Persaud et al. (50) reported a limiting dilution infectivity assay for HTLV-1 which allowed early detection of infected cultures and interleukin 2 (IL-2)-driven expansion of clonal populations. The present study extends this method to HTLV-2 and characterizes the resultant transformants. Clonal HTLV-2 populations were routinely and reproducibly generated with the HTLV-2a laboratory strain LAMP/MO. Furthermore, Southern blot analysis was used to characterize both the number and size of proviral integrations in the transformants derived from the in vitro system. These results are compared with those previously noted for HTLV-1. Additionally, chromosomal in situ hybridization was used to localize both HTLV-1 and HTLV-2 proviral integrations.

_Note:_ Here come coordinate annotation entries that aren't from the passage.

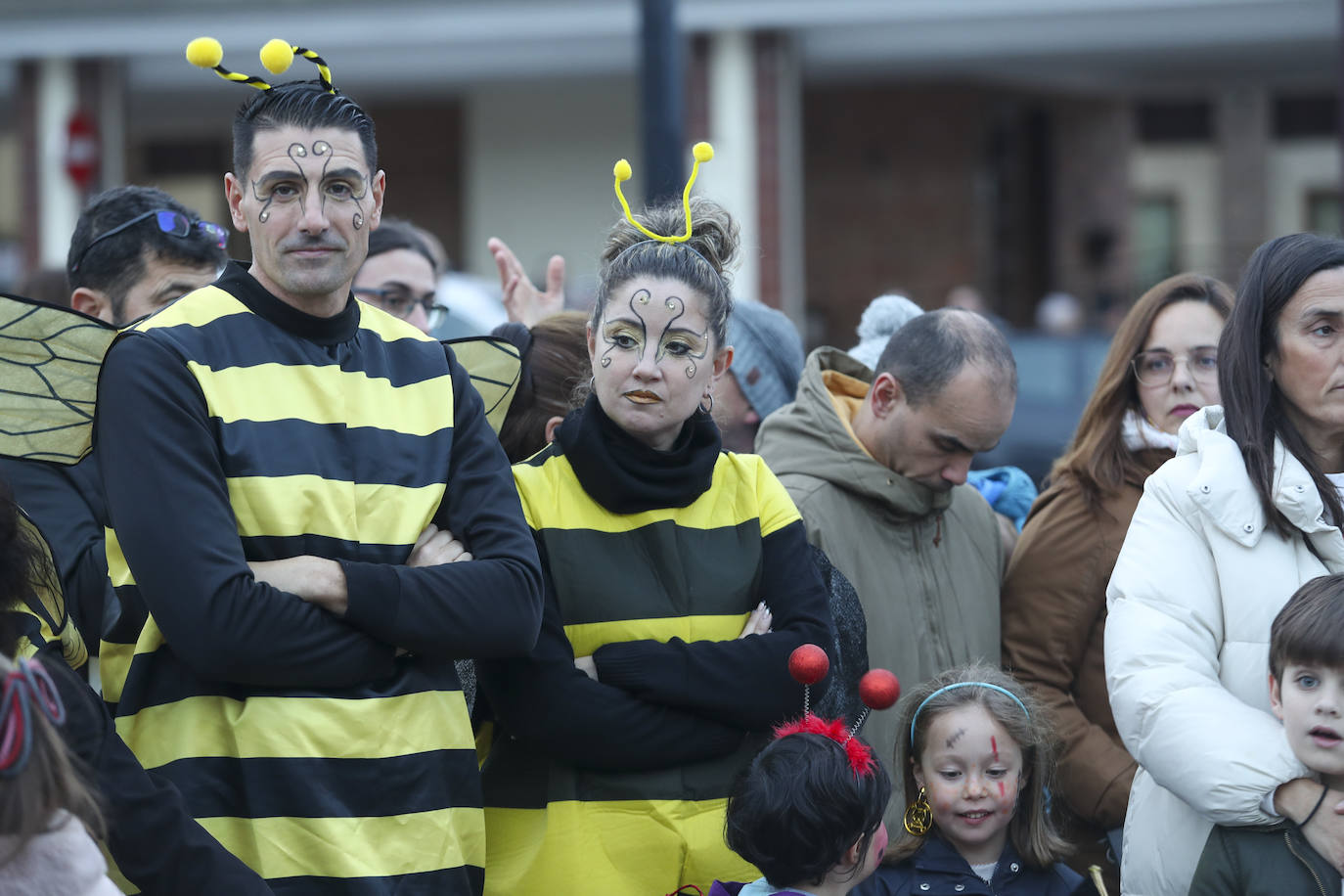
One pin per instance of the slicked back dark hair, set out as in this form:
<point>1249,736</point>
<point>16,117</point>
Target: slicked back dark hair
<point>798,808</point>
<point>1309,629</point>
<point>930,349</point>
<point>1251,399</point>
<point>298,104</point>
<point>394,234</point>
<point>114,265</point>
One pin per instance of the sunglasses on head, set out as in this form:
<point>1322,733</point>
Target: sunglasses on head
<point>169,222</point>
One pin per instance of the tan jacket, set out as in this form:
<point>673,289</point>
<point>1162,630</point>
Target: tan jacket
<point>1053,622</point>
<point>926,564</point>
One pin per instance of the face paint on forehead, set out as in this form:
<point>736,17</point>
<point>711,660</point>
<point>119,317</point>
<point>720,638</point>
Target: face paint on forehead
<point>304,160</point>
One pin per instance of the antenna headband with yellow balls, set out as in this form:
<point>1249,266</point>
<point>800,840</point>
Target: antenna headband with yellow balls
<point>701,152</point>
<point>277,55</point>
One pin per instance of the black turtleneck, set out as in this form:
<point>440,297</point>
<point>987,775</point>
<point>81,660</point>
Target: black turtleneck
<point>626,475</point>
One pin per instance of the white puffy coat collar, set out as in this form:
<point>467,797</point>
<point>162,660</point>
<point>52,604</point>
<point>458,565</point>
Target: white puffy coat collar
<point>1224,490</point>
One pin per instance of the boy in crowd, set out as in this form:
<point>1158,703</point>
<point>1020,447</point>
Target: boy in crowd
<point>1307,694</point>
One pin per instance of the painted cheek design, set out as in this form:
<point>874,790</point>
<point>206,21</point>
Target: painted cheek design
<point>678,309</point>
<point>611,331</point>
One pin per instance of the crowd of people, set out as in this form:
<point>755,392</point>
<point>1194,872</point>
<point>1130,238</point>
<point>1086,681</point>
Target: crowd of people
<point>362,630</point>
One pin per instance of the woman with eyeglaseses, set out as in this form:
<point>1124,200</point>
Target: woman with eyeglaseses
<point>1247,512</point>
<point>1161,368</point>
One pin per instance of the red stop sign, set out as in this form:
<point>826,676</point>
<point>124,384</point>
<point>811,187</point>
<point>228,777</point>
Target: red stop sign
<point>81,150</point>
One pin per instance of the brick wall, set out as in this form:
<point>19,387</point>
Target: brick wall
<point>891,199</point>
<point>420,147</point>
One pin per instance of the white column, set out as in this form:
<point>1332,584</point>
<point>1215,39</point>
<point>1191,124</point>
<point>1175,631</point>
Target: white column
<point>732,177</point>
<point>57,194</point>
<point>112,122</point>
<point>791,241</point>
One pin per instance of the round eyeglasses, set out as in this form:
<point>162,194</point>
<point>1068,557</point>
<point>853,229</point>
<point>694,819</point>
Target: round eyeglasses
<point>1157,368</point>
<point>169,222</point>
<point>399,302</point>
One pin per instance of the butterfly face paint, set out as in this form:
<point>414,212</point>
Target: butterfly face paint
<point>650,357</point>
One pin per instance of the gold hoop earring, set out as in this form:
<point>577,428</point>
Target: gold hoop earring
<point>919,816</point>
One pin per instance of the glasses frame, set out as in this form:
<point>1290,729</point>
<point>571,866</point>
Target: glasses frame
<point>1193,371</point>
<point>434,312</point>
<point>180,226</point>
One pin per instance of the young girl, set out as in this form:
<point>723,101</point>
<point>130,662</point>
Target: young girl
<point>46,810</point>
<point>977,755</point>
<point>808,813</point>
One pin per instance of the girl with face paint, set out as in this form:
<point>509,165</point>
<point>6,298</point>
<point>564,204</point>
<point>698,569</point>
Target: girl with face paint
<point>976,763</point>
<point>678,582</point>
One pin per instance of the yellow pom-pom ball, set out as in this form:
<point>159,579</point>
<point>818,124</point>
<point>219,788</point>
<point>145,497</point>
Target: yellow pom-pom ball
<point>277,55</point>
<point>204,53</point>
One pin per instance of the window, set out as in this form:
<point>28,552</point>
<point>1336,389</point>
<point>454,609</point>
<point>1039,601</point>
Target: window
<point>1156,236</point>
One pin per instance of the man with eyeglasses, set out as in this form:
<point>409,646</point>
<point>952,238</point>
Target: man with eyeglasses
<point>135,250</point>
<point>399,276</point>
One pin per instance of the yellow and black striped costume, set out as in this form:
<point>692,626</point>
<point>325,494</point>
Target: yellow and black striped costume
<point>334,755</point>
<point>618,784</point>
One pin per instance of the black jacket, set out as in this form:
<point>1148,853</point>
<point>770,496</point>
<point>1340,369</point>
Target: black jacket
<point>1250,861</point>
<point>938,870</point>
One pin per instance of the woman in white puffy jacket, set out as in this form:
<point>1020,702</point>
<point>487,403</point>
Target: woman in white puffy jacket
<point>1225,532</point>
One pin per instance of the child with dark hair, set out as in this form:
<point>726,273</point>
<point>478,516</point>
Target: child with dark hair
<point>808,817</point>
<point>1307,694</point>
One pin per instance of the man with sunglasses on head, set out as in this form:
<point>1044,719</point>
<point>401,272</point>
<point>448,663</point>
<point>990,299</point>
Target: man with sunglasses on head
<point>135,250</point>
<point>401,276</point>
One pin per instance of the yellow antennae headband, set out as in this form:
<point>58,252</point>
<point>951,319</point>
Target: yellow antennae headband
<point>205,53</point>
<point>277,55</point>
<point>701,152</point>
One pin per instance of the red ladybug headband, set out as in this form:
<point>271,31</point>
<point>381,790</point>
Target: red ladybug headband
<point>877,690</point>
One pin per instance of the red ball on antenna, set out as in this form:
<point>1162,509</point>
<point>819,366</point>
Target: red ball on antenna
<point>879,690</point>
<point>808,664</point>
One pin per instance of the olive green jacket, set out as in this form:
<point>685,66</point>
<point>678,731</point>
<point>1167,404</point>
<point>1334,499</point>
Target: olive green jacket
<point>926,564</point>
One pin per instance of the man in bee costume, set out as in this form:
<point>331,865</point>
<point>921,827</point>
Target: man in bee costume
<point>284,469</point>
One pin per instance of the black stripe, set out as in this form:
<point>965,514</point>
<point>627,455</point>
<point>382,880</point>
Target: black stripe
<point>161,677</point>
<point>362,454</point>
<point>274,547</point>
<point>543,456</point>
<point>248,340</point>
<point>327,787</point>
<point>467,880</point>
<point>516,776</point>
<point>601,576</point>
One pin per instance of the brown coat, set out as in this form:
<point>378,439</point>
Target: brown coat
<point>1053,622</point>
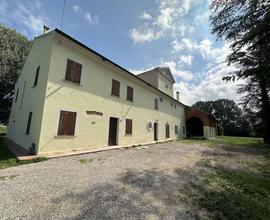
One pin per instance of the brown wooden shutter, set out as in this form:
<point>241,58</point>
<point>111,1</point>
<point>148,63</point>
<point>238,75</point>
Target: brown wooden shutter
<point>29,123</point>
<point>129,93</point>
<point>73,71</point>
<point>167,127</point>
<point>115,88</point>
<point>128,126</point>
<point>17,93</point>
<point>156,104</point>
<point>67,123</point>
<point>36,77</point>
<point>176,129</point>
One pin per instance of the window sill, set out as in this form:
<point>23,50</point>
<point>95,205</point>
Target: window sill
<point>65,137</point>
<point>71,82</point>
<point>115,96</point>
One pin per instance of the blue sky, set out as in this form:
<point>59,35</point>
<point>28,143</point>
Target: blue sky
<point>138,35</point>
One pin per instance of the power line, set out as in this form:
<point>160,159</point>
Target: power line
<point>63,13</point>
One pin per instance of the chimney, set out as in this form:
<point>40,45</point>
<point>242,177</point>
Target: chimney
<point>177,96</point>
<point>45,29</point>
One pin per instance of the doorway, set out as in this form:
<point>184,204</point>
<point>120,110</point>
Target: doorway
<point>113,131</point>
<point>194,127</point>
<point>155,131</point>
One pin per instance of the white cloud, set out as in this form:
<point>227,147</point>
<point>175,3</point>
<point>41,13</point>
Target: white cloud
<point>76,8</point>
<point>3,8</point>
<point>202,18</point>
<point>145,36</point>
<point>168,21</point>
<point>145,16</point>
<point>211,87</point>
<point>186,59</point>
<point>91,19</point>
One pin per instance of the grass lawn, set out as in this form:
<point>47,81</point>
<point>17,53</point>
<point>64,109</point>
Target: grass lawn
<point>7,159</point>
<point>236,185</point>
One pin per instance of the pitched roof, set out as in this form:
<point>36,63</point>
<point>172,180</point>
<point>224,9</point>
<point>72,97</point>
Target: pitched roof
<point>166,72</point>
<point>114,64</point>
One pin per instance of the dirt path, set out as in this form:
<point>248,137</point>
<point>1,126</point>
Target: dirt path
<point>155,182</point>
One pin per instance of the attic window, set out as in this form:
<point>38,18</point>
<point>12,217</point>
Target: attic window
<point>156,104</point>
<point>73,71</point>
<point>36,77</point>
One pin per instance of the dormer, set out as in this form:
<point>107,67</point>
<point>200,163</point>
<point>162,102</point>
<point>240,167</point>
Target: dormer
<point>161,78</point>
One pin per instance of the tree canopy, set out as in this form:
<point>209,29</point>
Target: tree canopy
<point>245,24</point>
<point>14,49</point>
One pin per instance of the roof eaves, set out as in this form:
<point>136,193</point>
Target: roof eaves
<point>113,63</point>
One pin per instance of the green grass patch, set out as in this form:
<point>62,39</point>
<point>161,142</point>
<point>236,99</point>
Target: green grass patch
<point>3,129</point>
<point>85,161</point>
<point>228,140</point>
<point>7,159</point>
<point>228,194</point>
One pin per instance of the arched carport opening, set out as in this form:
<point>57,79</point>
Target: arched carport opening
<point>194,127</point>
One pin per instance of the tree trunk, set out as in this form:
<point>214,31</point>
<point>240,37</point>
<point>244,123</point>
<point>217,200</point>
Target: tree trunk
<point>265,111</point>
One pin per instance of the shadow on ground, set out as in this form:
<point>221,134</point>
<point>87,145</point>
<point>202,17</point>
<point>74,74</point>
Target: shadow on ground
<point>206,191</point>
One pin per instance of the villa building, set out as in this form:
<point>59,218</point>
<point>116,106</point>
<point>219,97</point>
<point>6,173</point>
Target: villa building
<point>70,98</point>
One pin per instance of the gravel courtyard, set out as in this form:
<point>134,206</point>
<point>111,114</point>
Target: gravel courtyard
<point>148,182</point>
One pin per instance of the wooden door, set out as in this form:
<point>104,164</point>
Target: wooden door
<point>155,131</point>
<point>167,130</point>
<point>113,131</point>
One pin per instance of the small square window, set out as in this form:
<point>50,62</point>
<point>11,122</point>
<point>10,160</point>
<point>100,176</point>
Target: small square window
<point>115,88</point>
<point>156,104</point>
<point>176,129</point>
<point>73,71</point>
<point>67,123</point>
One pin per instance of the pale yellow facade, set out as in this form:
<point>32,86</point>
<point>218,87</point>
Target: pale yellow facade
<point>53,94</point>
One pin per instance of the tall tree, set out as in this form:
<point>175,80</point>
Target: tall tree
<point>14,49</point>
<point>231,118</point>
<point>245,24</point>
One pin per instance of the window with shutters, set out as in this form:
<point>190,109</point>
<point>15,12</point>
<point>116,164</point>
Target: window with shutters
<point>115,88</point>
<point>167,128</point>
<point>156,104</point>
<point>129,93</point>
<point>17,93</point>
<point>176,129</point>
<point>36,77</point>
<point>67,123</point>
<point>128,126</point>
<point>73,71</point>
<point>29,123</point>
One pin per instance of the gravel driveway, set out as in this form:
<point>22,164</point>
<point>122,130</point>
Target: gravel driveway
<point>137,183</point>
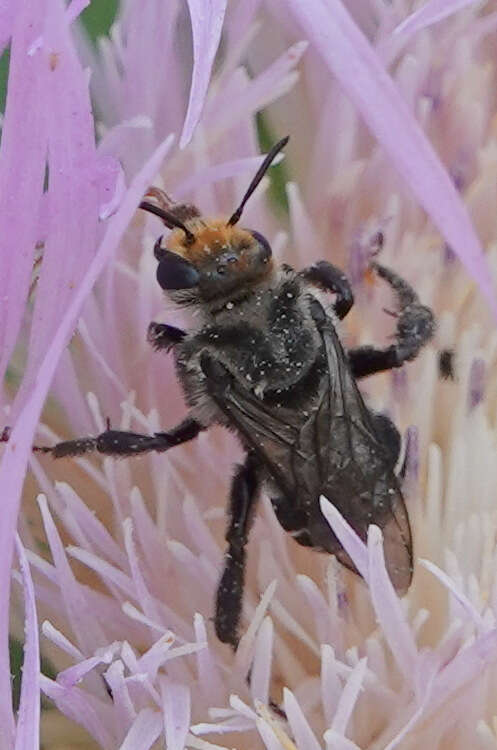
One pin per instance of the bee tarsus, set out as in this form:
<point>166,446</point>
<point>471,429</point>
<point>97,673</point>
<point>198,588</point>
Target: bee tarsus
<point>164,337</point>
<point>122,443</point>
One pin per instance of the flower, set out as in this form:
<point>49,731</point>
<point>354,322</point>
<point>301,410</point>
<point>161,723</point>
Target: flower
<point>127,603</point>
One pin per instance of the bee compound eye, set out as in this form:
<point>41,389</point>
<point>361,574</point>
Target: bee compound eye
<point>265,248</point>
<point>174,272</point>
<point>158,251</point>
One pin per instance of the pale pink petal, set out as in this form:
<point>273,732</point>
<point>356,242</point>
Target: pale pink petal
<point>331,685</point>
<point>14,460</point>
<point>207,667</point>
<point>7,17</point>
<point>142,594</point>
<point>359,70</point>
<point>428,14</point>
<point>347,537</point>
<point>176,713</point>
<point>87,629</point>
<point>72,675</point>
<point>75,8</point>
<point>304,736</point>
<point>123,705</point>
<point>28,719</point>
<point>145,730</point>
<point>335,741</point>
<point>60,640</point>
<point>348,698</point>
<point>73,193</point>
<point>22,167</point>
<point>463,669</point>
<point>207,18</point>
<point>261,665</point>
<point>268,736</point>
<point>463,600</point>
<point>84,709</point>
<point>388,609</point>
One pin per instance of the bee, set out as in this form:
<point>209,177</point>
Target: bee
<point>266,361</point>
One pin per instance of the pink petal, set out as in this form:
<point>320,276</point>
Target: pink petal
<point>7,19</point>
<point>464,668</point>
<point>261,665</point>
<point>28,720</point>
<point>73,195</point>
<point>22,168</point>
<point>305,738</point>
<point>389,612</point>
<point>176,712</point>
<point>463,600</point>
<point>83,708</point>
<point>83,623</point>
<point>428,14</point>
<point>347,537</point>
<point>349,697</point>
<point>268,736</point>
<point>335,741</point>
<point>14,461</point>
<point>72,675</point>
<point>364,79</point>
<point>207,18</point>
<point>146,729</point>
<point>75,8</point>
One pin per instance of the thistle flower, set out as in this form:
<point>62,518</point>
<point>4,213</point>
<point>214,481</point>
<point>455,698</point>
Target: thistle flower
<point>398,136</point>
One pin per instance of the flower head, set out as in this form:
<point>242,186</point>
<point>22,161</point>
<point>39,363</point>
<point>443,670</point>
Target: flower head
<point>391,122</point>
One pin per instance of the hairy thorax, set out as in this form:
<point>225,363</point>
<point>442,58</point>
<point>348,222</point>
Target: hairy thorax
<point>266,340</point>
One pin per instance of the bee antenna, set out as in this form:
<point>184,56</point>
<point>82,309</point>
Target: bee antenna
<point>257,178</point>
<point>169,219</point>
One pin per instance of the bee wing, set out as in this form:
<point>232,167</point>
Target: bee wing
<point>376,497</point>
<point>331,450</point>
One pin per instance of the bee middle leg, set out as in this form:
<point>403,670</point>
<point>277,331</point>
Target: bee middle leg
<point>245,490</point>
<point>415,327</point>
<point>163,336</point>
<point>121,443</point>
<point>332,279</point>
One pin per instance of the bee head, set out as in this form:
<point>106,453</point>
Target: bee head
<point>207,259</point>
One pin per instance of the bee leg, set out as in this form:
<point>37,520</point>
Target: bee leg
<point>415,327</point>
<point>332,279</point>
<point>243,498</point>
<point>163,336</point>
<point>119,443</point>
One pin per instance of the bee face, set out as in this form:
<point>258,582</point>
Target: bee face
<point>220,260</point>
<point>203,260</point>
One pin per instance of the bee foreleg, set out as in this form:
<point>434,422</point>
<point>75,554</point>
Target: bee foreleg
<point>243,497</point>
<point>163,336</point>
<point>332,279</point>
<point>120,443</point>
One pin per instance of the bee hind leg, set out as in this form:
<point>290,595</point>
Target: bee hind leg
<point>415,327</point>
<point>243,499</point>
<point>331,279</point>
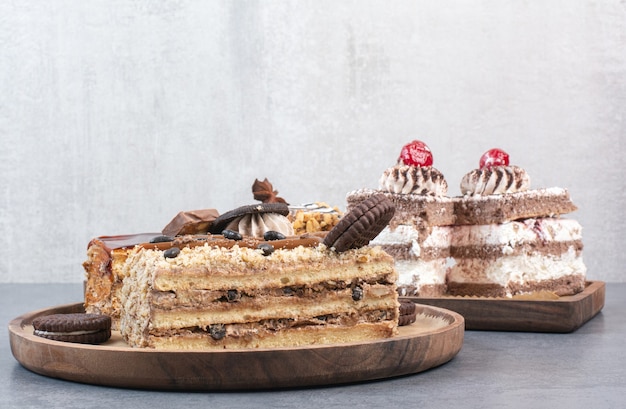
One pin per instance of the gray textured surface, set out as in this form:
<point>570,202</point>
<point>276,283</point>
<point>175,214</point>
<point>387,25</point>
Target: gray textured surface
<point>116,115</point>
<point>583,369</point>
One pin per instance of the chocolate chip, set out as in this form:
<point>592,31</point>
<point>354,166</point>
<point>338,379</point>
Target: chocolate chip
<point>266,248</point>
<point>161,239</point>
<point>273,235</point>
<point>217,331</point>
<point>171,252</point>
<point>232,235</point>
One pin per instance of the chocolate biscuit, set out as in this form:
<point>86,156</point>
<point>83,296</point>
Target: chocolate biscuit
<point>191,222</point>
<point>220,223</point>
<point>408,313</point>
<point>78,328</point>
<point>363,223</point>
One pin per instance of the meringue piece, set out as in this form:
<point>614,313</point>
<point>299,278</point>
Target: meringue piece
<point>257,224</point>
<point>495,180</point>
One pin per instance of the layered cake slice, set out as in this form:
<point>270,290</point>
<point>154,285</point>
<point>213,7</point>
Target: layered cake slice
<point>247,292</point>
<point>106,255</point>
<point>418,235</point>
<point>509,239</point>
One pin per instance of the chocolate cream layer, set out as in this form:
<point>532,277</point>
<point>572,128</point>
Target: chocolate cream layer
<point>517,256</point>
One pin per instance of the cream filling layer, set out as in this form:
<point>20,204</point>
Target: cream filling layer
<point>519,269</point>
<point>419,273</point>
<point>439,237</point>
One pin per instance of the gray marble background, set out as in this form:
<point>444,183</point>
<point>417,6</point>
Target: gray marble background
<point>117,114</point>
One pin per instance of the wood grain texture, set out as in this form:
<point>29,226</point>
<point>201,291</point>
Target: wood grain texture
<point>562,315</point>
<point>435,338</point>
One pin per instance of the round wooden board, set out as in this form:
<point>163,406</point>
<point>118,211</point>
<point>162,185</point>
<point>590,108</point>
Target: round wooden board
<point>434,339</point>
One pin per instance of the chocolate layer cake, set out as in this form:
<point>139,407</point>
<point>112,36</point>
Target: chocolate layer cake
<point>509,239</point>
<point>502,260</point>
<point>417,237</point>
<point>500,238</point>
<point>104,274</point>
<point>239,297</point>
<point>233,291</point>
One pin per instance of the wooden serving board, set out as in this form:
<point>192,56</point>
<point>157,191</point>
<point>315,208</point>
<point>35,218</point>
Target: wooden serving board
<point>434,339</point>
<point>561,315</point>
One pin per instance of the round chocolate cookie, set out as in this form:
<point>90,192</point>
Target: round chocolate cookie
<point>359,226</point>
<point>408,313</point>
<point>79,328</point>
<point>220,223</point>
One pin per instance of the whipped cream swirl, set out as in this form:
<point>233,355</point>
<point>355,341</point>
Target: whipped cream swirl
<point>422,180</point>
<point>256,225</point>
<point>495,180</point>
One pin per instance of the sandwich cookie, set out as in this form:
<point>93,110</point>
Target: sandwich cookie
<point>79,328</point>
<point>363,223</point>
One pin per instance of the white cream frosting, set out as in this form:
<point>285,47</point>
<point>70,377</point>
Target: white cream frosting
<point>419,273</point>
<point>439,237</point>
<point>257,224</point>
<point>495,180</point>
<point>518,269</point>
<point>405,179</point>
<point>511,234</point>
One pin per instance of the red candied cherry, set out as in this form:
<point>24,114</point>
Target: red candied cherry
<point>416,153</point>
<point>494,157</point>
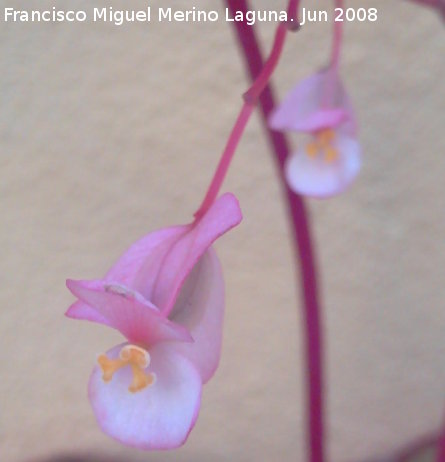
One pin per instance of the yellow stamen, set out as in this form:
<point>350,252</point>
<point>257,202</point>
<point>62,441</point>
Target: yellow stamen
<point>323,143</point>
<point>312,149</point>
<point>326,137</point>
<point>130,355</point>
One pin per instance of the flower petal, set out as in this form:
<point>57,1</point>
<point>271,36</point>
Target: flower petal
<point>158,417</point>
<point>316,103</point>
<point>223,215</point>
<point>316,177</point>
<point>200,308</point>
<point>140,265</point>
<point>126,311</point>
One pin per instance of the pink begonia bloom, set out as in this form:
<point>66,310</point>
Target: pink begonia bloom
<point>320,107</point>
<point>166,296</point>
<point>439,5</point>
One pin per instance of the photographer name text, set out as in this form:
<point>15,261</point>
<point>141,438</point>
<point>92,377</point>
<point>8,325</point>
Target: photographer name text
<point>192,15</point>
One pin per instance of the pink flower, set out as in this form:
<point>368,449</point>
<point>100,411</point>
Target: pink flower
<point>320,107</point>
<point>439,5</point>
<point>166,296</point>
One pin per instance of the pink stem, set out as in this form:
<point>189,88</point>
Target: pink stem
<point>226,158</point>
<point>250,98</point>
<point>441,445</point>
<point>304,251</point>
<point>337,40</point>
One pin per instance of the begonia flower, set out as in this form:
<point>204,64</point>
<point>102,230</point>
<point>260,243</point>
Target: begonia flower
<point>319,107</point>
<point>438,5</point>
<point>166,296</point>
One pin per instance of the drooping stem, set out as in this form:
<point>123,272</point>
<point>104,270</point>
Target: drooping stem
<point>251,98</point>
<point>226,158</point>
<point>337,39</point>
<point>304,251</point>
<point>441,445</point>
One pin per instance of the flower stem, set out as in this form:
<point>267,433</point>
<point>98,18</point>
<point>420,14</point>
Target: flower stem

Infection-transformation efficiency and assay reproducibility. The HTLV-2 transformation assay was performed as described by Persaud for HTLV-1 (50). Briefly, LAMP/MO cells (gift of Robert Gallo, National Cancer Institute, Bethesda, Md.) were exposed on ice to 11,700 rads (390 rads/min for 30 min) from a gamma source. Various numbers of irradiated cells (10, 100, and 1,000) were cocultivated with 10⁴ activated peripheral blood mononuclear cells (PBMCs) in round-bottom 96-well plates in the presence of IL-2 (10 U/ml) (Boehringer-Mannheim Corp., Indianapolis, Ind.). HTLV-2-transformed cell populations were identified as cells that continued to proliferate beyond 6 weeks, the point at which most of the activated PBMCs not exposed to the HTLV-2-producing cells no longer proliferate in medium containing IL-2, and also by the continued production of HTLV p24 antigen (determined by enzyme-linked immunosorbent assay; (Coulter Immunology, Hialeah, Fl) >1,000 pg/ml) in the culture supernatant. Control wells containing only activated PBMCs or only irradiated LAMP/MO (10⁴ cells/well) were maintained in parallel. After 6 to 9 weeks of culture, cocultures which continued to grow were expanded in growth medium supplemented with 10 U of IL-2/ml. HTLV-2-transformed clones were defined as cells exposed to HTLV-2 that continued to proliferate in the presence of IL-2 and that continuously produced p24 antigen (>1,000 pg/ml) by 12 weeks after the initial coculture. Control wells, which contained 10⁴ phytohemagglutinin-activated PBMCs in the absence of HTLV-2-infected cells, proliferated for approximately 4 weeks and were never p24⁺; wells which contained only HTLV-2-irradiated cells never exhibited growth and remained positive for p24 at low levels for approximately 3 to 6 weeks after the assay set-up.

Transformation efficiency was defined as the percentage of the total cultures exposed to irradiated LAMP/MO HTLV-2 producer cells that met the criteria for transformation. The lymphocyte transformation efficiency of HTLV-2 is demonstrated in Table 1, which summarizes the results of three different experiments. Different donor PBMCs were used for each experiment. With 1,000 HTLV-2-irradiated input cells, the overall transformation efficiency was 71%, with a range of 40 to 81%. With 100 and 10 input cells, the overall transformation efficiencies dropped to 58 and 10%, respectively, demonstrating that transformation efficiency is related to the number of input infected cells.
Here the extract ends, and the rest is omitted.